Grahame M. Morris: The Minister is generous in giving way. Will he respond to a point arising from one of his remarks? He said the TSA would be an infrequent and rare occurrence. Are not 30% of non-foundation trusts and about 11% of foundation trusts forecasting that they will run a deficit for this financial year? This is a major change that may be very important if more and more trusts are forecasting deficits.
Dr Poulter: The hon. Gentleman may remember that the last time that trusts got into major deficit was when the hon. Member for Leicester West was a special adviser in the Department. [ Interruption. ] There is no point chuntering from a sedentary position. We are not in a position at the moment whereby we have changed in any way what the previous Government envisaged. The TSA process is a last resort, and because patients’ lives may be at risk, it cannot be an open-ended, incredibly lengthy process.
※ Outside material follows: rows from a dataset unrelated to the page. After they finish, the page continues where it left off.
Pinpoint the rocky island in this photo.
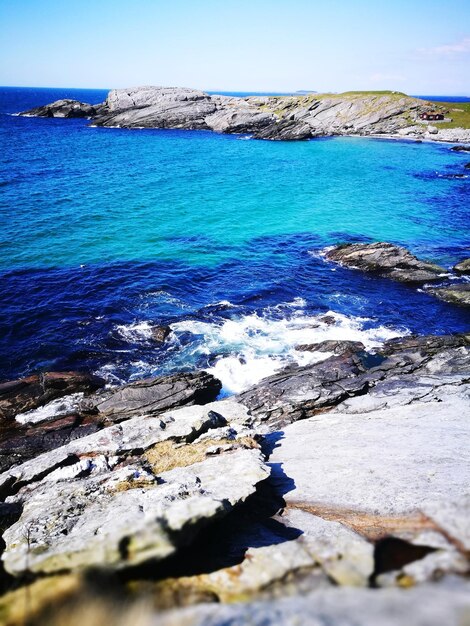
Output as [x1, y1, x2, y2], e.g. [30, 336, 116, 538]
[0, 242, 470, 626]
[20, 87, 470, 143]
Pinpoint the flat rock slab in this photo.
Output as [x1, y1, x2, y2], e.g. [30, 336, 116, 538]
[95, 372, 222, 421]
[156, 584, 470, 626]
[2, 450, 269, 575]
[325, 242, 447, 283]
[427, 283, 470, 306]
[270, 394, 470, 547]
[0, 372, 105, 421]
[0, 403, 269, 575]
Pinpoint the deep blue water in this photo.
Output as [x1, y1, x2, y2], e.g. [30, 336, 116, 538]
[0, 88, 470, 391]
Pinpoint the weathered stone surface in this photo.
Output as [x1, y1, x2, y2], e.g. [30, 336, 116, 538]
[95, 372, 222, 421]
[254, 119, 314, 141]
[155, 583, 470, 626]
[295, 339, 365, 354]
[152, 326, 171, 343]
[0, 372, 105, 420]
[238, 335, 470, 429]
[325, 242, 446, 283]
[93, 87, 216, 129]
[23, 87, 470, 142]
[270, 392, 470, 549]
[0, 398, 269, 575]
[0, 406, 226, 493]
[451, 146, 470, 152]
[0, 413, 104, 472]
[427, 283, 470, 306]
[20, 99, 99, 117]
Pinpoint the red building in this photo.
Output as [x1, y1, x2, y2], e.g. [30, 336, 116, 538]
[419, 112, 444, 120]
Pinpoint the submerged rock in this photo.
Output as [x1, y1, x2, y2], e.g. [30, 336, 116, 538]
[95, 372, 222, 421]
[454, 259, 470, 274]
[451, 146, 470, 152]
[325, 242, 446, 283]
[0, 372, 105, 420]
[20, 99, 100, 117]
[427, 283, 470, 306]
[295, 339, 365, 354]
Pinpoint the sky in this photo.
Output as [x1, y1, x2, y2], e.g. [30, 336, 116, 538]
[0, 0, 470, 95]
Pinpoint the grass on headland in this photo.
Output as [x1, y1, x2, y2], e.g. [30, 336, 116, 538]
[431, 101, 470, 128]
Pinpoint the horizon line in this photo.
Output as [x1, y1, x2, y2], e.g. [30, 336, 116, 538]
[0, 85, 470, 98]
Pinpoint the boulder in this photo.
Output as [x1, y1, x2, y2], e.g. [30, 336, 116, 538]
[156, 583, 470, 626]
[0, 400, 269, 576]
[451, 146, 470, 152]
[0, 414, 104, 472]
[325, 242, 446, 283]
[238, 335, 470, 430]
[94, 372, 222, 421]
[295, 339, 365, 354]
[453, 259, 470, 274]
[0, 372, 105, 421]
[270, 380, 470, 584]
[427, 283, 470, 306]
[152, 326, 171, 343]
[20, 86, 470, 142]
[20, 99, 99, 117]
[93, 87, 216, 129]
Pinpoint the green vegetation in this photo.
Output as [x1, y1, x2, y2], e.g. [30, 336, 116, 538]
[433, 102, 470, 128]
[336, 90, 407, 98]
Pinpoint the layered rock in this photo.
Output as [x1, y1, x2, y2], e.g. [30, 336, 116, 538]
[428, 283, 470, 306]
[239, 335, 470, 429]
[454, 259, 470, 274]
[325, 242, 446, 283]
[21, 99, 101, 117]
[0, 407, 269, 575]
[0, 372, 105, 420]
[22, 87, 470, 141]
[94, 372, 222, 422]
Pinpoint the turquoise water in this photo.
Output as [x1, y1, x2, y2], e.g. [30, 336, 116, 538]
[0, 88, 470, 388]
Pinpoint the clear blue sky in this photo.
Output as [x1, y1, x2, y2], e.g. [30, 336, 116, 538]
[0, 0, 470, 95]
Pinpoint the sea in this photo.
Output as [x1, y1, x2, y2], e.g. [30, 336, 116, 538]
[0, 87, 470, 395]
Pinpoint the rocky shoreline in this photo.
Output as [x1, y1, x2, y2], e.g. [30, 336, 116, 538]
[0, 242, 470, 626]
[19, 87, 470, 143]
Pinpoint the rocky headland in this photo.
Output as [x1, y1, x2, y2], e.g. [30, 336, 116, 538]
[0, 243, 470, 626]
[20, 87, 470, 143]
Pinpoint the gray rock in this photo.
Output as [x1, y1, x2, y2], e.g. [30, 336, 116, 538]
[295, 339, 365, 354]
[238, 335, 470, 430]
[20, 87, 470, 142]
[95, 372, 222, 421]
[152, 325, 171, 343]
[156, 584, 470, 626]
[93, 87, 216, 129]
[454, 256, 470, 274]
[270, 382, 470, 560]
[427, 283, 470, 306]
[20, 99, 99, 117]
[0, 372, 105, 420]
[2, 450, 269, 576]
[0, 398, 269, 575]
[325, 242, 446, 283]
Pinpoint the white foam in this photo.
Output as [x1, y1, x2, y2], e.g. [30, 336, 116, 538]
[172, 308, 408, 394]
[116, 321, 153, 342]
[15, 393, 83, 424]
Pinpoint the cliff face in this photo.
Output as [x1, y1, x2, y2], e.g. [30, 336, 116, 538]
[21, 87, 470, 141]
[94, 87, 422, 139]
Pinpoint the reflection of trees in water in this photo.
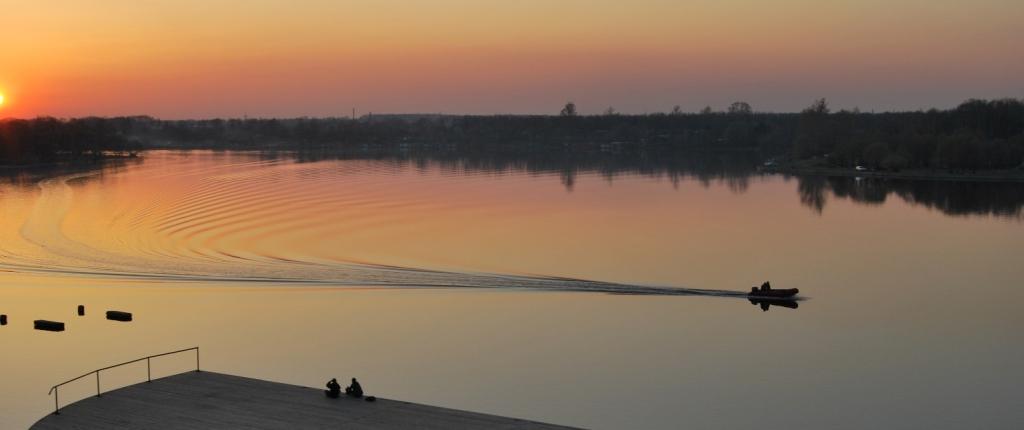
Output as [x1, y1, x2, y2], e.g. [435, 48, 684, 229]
[0, 158, 142, 187]
[288, 151, 759, 192]
[797, 176, 1024, 218]
[293, 151, 1024, 218]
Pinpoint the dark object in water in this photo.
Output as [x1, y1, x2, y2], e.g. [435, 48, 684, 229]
[746, 297, 800, 311]
[746, 283, 800, 299]
[106, 310, 131, 321]
[35, 319, 63, 332]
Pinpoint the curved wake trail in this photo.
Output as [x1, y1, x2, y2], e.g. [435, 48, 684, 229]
[0, 161, 745, 297]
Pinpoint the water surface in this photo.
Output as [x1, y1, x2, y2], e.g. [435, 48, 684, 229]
[0, 152, 1024, 428]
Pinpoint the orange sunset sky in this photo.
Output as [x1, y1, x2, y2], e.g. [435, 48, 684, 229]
[0, 0, 1024, 119]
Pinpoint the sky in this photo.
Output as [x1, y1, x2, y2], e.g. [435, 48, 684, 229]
[0, 0, 1024, 119]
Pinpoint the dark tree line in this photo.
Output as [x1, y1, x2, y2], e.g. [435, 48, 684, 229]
[0, 118, 141, 164]
[0, 99, 1024, 171]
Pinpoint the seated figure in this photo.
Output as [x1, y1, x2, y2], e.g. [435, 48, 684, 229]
[345, 378, 362, 398]
[324, 378, 341, 398]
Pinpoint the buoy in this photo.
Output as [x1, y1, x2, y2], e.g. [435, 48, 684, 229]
[106, 310, 131, 321]
[35, 319, 63, 332]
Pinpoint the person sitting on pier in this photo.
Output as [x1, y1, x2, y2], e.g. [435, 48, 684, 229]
[324, 378, 341, 398]
[345, 378, 362, 398]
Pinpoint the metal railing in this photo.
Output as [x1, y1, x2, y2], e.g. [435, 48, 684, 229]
[46, 346, 200, 415]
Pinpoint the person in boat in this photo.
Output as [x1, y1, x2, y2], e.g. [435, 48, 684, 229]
[345, 378, 362, 398]
[324, 378, 341, 398]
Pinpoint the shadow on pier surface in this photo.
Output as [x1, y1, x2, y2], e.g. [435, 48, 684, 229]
[32, 371, 568, 430]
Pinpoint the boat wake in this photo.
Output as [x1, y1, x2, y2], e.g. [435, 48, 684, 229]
[0, 159, 745, 297]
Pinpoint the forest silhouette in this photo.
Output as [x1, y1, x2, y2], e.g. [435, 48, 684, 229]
[0, 98, 1024, 173]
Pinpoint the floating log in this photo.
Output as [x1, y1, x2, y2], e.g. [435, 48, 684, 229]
[106, 310, 131, 321]
[35, 319, 63, 332]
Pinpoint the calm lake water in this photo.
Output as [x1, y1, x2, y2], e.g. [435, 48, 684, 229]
[0, 152, 1024, 429]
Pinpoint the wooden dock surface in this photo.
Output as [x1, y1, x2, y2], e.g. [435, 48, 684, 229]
[32, 372, 567, 430]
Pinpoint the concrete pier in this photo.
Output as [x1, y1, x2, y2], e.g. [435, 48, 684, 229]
[32, 372, 568, 430]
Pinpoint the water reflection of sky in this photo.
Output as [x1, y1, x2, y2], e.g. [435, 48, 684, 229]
[0, 153, 1024, 428]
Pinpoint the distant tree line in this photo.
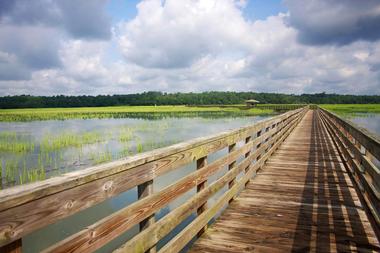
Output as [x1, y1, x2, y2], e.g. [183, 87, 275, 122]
[0, 91, 380, 109]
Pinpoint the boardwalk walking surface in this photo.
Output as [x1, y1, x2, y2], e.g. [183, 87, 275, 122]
[190, 111, 380, 252]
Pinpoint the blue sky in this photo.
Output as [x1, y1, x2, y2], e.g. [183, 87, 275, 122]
[0, 0, 380, 95]
[107, 0, 287, 23]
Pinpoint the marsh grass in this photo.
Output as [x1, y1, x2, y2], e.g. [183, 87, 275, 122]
[0, 106, 274, 122]
[0, 106, 280, 188]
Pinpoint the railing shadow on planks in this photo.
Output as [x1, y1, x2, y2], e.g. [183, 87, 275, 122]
[0, 106, 308, 252]
[318, 107, 380, 237]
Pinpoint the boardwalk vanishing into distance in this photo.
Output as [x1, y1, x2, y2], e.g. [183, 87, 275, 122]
[191, 111, 380, 253]
[0, 106, 380, 252]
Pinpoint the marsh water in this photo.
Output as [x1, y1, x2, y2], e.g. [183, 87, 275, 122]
[342, 113, 380, 139]
[0, 115, 272, 252]
[0, 111, 380, 252]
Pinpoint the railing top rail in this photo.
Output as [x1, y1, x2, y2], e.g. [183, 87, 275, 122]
[318, 106, 380, 161]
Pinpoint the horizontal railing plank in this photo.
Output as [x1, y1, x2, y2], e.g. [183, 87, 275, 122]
[322, 108, 380, 226]
[319, 107, 380, 161]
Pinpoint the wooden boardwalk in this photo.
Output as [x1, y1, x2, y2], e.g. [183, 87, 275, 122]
[190, 111, 380, 252]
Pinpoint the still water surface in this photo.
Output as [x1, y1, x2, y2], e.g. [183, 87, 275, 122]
[0, 116, 269, 252]
[5, 114, 380, 252]
[342, 113, 380, 136]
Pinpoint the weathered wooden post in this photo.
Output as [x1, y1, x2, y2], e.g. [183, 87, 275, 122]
[228, 143, 236, 203]
[244, 136, 252, 187]
[197, 156, 207, 236]
[0, 238, 22, 253]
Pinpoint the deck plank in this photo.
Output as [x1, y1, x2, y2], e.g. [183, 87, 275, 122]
[190, 111, 380, 253]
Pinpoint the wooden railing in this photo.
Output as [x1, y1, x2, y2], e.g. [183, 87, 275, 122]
[318, 107, 380, 233]
[0, 107, 307, 252]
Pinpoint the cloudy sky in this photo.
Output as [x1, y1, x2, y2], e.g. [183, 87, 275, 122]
[0, 0, 380, 95]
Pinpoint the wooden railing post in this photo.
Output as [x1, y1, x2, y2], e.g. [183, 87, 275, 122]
[256, 130, 262, 161]
[197, 156, 207, 236]
[244, 136, 252, 187]
[228, 143, 236, 203]
[137, 180, 156, 253]
[0, 239, 22, 253]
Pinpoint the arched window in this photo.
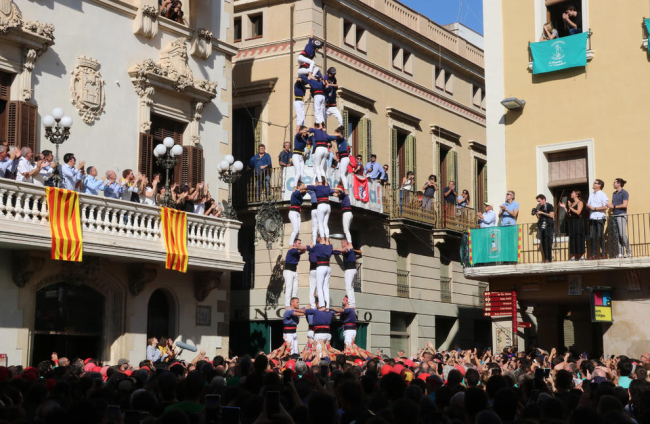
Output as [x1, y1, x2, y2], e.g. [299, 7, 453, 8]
[32, 283, 106, 364]
[147, 289, 176, 339]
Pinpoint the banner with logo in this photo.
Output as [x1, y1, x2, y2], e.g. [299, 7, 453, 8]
[282, 166, 384, 213]
[45, 187, 83, 262]
[468, 225, 521, 266]
[530, 32, 589, 74]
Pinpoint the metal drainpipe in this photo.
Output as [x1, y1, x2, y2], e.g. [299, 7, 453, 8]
[322, 0, 327, 71]
[289, 4, 296, 133]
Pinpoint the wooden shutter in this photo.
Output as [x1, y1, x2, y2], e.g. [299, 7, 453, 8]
[390, 128, 402, 188]
[7, 101, 38, 152]
[481, 163, 488, 206]
[0, 72, 15, 102]
[548, 149, 588, 188]
[357, 118, 368, 166]
[445, 150, 460, 190]
[138, 133, 152, 181]
[364, 119, 372, 166]
[404, 134, 418, 190]
[253, 106, 268, 153]
[176, 146, 204, 187]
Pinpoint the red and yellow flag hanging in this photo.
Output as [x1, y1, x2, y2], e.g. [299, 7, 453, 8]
[160, 208, 189, 272]
[45, 187, 83, 262]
Even so, we have a robust process in place for broad consultation as part of the TSA regime. We have slightly extended the process of consultation to ensure that the views of other commissioners and providers are taken fully into account. For those reasons, we have made sure that we are putting a strengthened regime in place. It is about protecting people’s lives when there is a quality failure. I am sure the hon. Member for Easington would not want that to be an open-ended ticket; it needs to be resolved quickly.